Processing equipment, 20, 21. 25--Motor, 27, 82
．． 70... Deflection amount detection means, 88.88a... Frequency conversion circuit agent Patent attorney Kei Nishi, part

Claims (2)

[Claims] (1) A means for feeding out a strip-shaped material; a means provided downstream of the feeding means; and a means for detecting a second deflection amount larger than the first deflection amount of the strip-shaped material and the @l deflection amount; downstream of the detection means; , which responds to the output from the means for pulling the strip-shaped material and the deflection amount detection means, and when the deflection amount reaches the first deflection amount, the deflection increases the feeding speed by the feeding means!

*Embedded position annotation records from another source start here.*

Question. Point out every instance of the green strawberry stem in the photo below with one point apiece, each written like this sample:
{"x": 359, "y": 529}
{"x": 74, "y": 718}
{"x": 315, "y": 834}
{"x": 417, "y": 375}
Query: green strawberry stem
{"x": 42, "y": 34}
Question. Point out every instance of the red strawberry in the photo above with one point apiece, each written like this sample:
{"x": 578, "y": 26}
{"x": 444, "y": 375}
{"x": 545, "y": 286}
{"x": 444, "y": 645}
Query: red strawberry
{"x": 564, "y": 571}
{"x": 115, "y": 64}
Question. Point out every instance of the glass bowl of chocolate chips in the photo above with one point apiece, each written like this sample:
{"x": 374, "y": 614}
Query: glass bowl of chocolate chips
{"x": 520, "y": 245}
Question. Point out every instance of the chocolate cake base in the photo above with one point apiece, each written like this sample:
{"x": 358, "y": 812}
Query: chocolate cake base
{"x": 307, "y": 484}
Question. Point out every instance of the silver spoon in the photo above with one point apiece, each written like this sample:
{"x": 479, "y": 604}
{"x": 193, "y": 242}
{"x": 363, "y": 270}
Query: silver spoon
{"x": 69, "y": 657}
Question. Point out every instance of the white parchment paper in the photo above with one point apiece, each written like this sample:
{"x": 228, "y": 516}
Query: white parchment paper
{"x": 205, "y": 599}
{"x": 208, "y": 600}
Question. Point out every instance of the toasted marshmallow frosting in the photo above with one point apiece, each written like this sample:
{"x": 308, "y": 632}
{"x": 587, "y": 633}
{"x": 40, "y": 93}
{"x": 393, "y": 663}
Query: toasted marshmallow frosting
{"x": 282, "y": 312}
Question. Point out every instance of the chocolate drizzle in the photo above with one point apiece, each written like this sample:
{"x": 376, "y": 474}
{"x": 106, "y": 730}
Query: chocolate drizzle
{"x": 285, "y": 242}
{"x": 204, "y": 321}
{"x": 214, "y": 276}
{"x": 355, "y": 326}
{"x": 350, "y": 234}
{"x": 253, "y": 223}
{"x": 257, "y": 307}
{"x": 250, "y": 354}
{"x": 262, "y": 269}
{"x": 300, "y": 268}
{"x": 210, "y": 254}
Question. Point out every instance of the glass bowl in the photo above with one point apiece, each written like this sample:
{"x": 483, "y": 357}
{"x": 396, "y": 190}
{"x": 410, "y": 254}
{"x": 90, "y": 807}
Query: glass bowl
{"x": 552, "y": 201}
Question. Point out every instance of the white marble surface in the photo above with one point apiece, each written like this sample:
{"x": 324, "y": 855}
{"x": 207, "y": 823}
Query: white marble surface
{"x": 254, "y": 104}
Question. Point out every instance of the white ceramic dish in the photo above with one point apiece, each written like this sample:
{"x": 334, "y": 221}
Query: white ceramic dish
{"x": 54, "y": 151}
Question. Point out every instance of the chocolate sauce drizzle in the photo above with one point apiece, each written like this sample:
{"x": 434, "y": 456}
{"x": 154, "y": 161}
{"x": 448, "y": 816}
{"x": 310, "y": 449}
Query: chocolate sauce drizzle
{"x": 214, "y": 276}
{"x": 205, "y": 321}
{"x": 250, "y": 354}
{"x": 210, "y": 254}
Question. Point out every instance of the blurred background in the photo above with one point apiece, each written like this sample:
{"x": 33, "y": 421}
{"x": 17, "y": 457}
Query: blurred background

When the deflection flame becomes the second deflection amount, the delivery speed by the delivery means is changed to Tj'
l! A belt-like material feeding system for press/roll processing, etc., characterized in that the system includes a control means for maintaining a second row speed smaller than a first speed at which the depth 4 becomes smaller. (2) A means for continuously feeding out the strip material, a means provided downstream of the feeding means to detect the amount of burning of the strip material, and a means provided downstream of the deflection amount detection means for pulling the strip material ( and means for controlling the feeding speed of the feeding means so that the amount of deflection is constant in response to the output from the deflection amount detection means.